For some reason, Hall of Fame voters historically tend to gravitate towards selecting offensive linemen while being tougher on skilled position players.
Joining Jacoby as offensive linemen on the ballot are three players who will all likely eventually earn a HOF spot. Perhaps the most controversial of these picks is Tony Boselli. The three-time first team All-Pro and five time Pro Bowler was unquestionably among the best players in the league during his career, but because injuries limited him to only six full seasons he could be waiting a while before heading to Canton.
Center Kevin Mawae was a three-time first team All-Pro and eight time Pro Bowl selection during his 16 year career. For most of his career, six-time first team All-Pro Alan Faneca was considered to be the best at his position in the league and it would be no surprise if he earns selection in his second year on the ballot.
Much like Boselli, Terrell Davis has struggled to earn a gold jacket primarily because his career was cut short by injuries. Though the top four seasons of his career are comparable with many of the all-time greats, Davis has been punished because he did not have longevity. It will be a true shame if this former Super Bowl MVP who averaged 105 yards rushing per game over a four-year stretch and is one of only seven players to eclipse 2,000 yards in a season, continues to be denied a spot in the HOF because he didn’t have a prolonged period of average that is often the case for players who have extended careers.
Though I consider the remaining players on the modern era ballot, Ty Law, John Lynch and Morten Andersen, to be slightly below the others in terms of being HOF worthy, it would be no shock if at least one of these players (most likely Lynch) snuck into the 2017 class.
Former coach Don Coryell deserved to be selected long before his death in 2010 and has been a finalist four times since. Given that this is the third straight year that Coryell is among the final 15, he must have some solid support among voters, so it will be interesting if they can convince enough voters to put him in this year.
Among those nominated through the veterans and contributors process, I feel the group this year is especially weak, but all will likely earn a HOF spot.
Until former Green Bay Packers legend Jerry Kramer is selected the veteran’s committee should just go away. Kenny Easley was a great player during his seven year career, but the former Seattle Seahawk was not better than other defensive backs who are not in the Hall of Fame, including Johnny Robinson, Dick Anderson, Jake Scott, Cliff Harris and Lemar Parrish.

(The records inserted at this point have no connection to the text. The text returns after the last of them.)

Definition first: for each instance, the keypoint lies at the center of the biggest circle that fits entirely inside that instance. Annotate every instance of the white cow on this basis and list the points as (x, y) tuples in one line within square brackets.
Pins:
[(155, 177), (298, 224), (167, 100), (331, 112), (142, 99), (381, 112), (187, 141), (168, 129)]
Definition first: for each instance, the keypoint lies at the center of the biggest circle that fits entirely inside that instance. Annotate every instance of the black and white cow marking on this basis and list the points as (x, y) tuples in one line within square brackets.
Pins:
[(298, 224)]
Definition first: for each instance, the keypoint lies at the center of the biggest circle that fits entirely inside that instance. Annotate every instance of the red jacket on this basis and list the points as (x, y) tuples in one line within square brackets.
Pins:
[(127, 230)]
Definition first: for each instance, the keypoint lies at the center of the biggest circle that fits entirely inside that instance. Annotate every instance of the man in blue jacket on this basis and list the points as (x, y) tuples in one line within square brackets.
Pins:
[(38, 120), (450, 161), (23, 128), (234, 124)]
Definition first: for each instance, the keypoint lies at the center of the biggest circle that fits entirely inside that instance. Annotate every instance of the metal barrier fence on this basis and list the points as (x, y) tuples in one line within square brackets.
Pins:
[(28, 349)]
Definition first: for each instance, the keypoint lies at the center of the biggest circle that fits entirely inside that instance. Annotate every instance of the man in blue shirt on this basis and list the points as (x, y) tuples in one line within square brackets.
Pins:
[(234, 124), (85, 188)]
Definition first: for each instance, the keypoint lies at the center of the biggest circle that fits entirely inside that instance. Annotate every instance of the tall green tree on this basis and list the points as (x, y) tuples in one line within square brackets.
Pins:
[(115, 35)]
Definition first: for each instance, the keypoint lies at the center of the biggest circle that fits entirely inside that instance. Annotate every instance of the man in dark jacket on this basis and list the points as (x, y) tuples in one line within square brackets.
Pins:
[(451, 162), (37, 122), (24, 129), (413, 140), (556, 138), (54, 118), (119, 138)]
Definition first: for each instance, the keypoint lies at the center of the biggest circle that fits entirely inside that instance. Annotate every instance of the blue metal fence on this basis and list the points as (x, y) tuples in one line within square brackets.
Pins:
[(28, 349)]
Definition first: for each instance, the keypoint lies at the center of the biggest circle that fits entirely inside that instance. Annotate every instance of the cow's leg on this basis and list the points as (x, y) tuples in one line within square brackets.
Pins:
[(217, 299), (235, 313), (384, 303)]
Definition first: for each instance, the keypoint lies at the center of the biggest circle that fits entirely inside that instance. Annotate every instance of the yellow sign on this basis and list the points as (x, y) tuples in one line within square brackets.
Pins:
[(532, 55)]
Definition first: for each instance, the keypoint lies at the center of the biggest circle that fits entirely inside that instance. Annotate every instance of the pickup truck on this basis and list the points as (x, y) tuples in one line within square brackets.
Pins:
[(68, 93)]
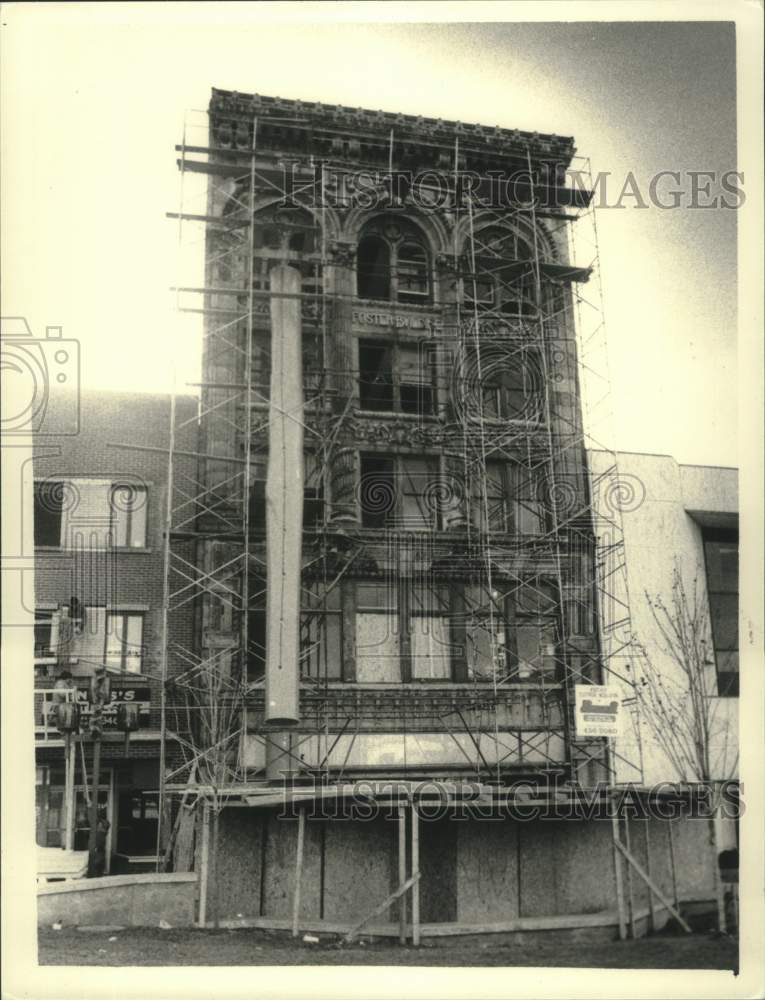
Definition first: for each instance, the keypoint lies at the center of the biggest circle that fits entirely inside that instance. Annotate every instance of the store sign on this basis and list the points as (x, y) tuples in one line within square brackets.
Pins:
[(597, 710), (119, 695), (391, 320)]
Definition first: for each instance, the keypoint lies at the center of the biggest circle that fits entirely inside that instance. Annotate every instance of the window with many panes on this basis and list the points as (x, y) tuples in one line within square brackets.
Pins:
[(392, 262), (510, 498), (396, 377), (124, 641), (721, 558), (503, 279), (378, 650), (399, 491), (511, 386), (90, 514)]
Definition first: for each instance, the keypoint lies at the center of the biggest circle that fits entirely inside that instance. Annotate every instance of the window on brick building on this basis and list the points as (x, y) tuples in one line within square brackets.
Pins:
[(395, 377), (503, 279), (509, 499), (392, 262), (721, 558), (49, 501), (124, 641), (128, 504), (399, 491), (89, 514)]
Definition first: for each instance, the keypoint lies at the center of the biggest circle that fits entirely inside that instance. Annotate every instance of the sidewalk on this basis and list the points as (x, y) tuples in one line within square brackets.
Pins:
[(151, 946)]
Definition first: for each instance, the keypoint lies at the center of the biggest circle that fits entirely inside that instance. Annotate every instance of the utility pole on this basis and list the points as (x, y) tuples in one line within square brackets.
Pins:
[(99, 694)]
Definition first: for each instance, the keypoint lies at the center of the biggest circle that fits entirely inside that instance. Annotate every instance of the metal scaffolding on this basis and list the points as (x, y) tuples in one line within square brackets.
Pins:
[(539, 551)]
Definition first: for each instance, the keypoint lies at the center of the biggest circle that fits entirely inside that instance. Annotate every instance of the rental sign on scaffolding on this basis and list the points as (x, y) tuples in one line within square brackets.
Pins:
[(597, 710)]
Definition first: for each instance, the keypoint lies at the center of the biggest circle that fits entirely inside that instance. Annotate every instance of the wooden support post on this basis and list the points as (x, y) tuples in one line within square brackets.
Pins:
[(401, 874), (298, 873), (675, 896), (93, 859), (651, 905), (618, 879), (652, 885), (415, 876), (204, 864), (381, 907), (69, 765), (630, 893)]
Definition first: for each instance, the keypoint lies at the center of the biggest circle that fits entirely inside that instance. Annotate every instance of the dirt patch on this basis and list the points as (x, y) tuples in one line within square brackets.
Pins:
[(150, 946)]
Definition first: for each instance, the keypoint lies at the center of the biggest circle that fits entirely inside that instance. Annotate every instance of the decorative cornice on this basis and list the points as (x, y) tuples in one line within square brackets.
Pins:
[(236, 106)]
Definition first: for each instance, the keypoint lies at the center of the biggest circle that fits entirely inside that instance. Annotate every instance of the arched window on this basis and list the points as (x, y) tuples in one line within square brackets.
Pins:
[(504, 280), (393, 262), (412, 273), (373, 268)]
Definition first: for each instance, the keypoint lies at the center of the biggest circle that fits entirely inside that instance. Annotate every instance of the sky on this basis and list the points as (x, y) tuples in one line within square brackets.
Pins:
[(98, 96)]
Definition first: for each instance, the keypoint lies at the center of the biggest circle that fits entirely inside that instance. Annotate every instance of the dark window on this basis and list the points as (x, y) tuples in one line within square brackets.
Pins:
[(373, 268), (375, 376), (49, 500), (721, 557), (415, 379), (399, 492), (43, 633), (256, 643), (504, 279), (321, 631), (137, 813), (124, 641), (412, 273), (395, 377), (128, 504), (378, 494), (392, 262), (313, 493), (257, 512)]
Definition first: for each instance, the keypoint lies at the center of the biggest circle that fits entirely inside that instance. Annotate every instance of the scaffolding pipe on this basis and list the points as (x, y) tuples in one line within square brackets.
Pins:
[(284, 504), (415, 876), (401, 874)]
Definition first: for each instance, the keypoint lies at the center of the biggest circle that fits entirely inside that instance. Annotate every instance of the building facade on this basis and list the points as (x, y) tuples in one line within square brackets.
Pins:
[(99, 512), (404, 567)]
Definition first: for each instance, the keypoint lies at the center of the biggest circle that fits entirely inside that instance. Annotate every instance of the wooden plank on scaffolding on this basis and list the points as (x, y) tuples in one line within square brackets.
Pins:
[(652, 885), (298, 873), (618, 878), (671, 842), (401, 874), (415, 876), (630, 893), (204, 865), (398, 893), (651, 901)]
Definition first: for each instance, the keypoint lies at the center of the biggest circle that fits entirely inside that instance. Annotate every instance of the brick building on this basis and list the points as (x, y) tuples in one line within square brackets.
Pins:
[(99, 511), (412, 621)]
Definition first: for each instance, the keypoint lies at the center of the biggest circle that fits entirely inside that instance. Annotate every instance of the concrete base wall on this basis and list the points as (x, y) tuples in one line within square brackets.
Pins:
[(473, 871), (121, 900)]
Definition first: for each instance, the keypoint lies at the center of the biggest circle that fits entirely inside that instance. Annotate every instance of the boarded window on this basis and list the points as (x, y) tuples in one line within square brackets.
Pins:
[(721, 557), (430, 643), (415, 380), (49, 501), (375, 376), (412, 273), (373, 269), (378, 491), (124, 641), (128, 504), (377, 647)]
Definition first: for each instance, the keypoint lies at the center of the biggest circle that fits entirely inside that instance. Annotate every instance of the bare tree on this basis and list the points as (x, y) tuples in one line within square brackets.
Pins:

The contributors on the final ballot are longtime owner Jerry Jones and former commissioner Paul Tagliabue.
Tagliabue is a finalist for the fourth time, but first since 2009. That would seem to be a signal that he will definitely earn a spot this time around.
This marks the first time as a finalist for Jones and you can already see how his impending selection is being spun. He is being portrayed as the only owner to win three Super Bowl titles in his first seven years owning the team. Little is being mentioned that he has subsequently gone over two decades without as much as getting his team into the conference championship game.
As I have said in years past, the Hall of Fame is still trying to recover from the incompetency of the selectors from the late 1990s and 2000s when they ignored many worthy candidates while picking minimal classes most years.
In recent years the selectors have done a better job maximizing the class sizes. Since 2010, every class has included at least six people and the last two have featured the maximum number of eight.
My expectation is that the 2017 class will include at least six and likely again have eight inductees.
If I had a vote, I would select only five modern era players (the maximum number allowed) while not choosing either contributor nominee or the senior nominee. My five selections would be: Tomlinson, Bruce, Davis, Faneca and Coryell.
However, it is more likely that all three of the extra candidates will be chosen and that they will be joined by Tomlinson, Warner, Bruce, Mawae (or possibly Owens or Lynch) and Faneca.
It will certainly be interesting to see the final results and watch the new inductees enjoy their trip into football immortality.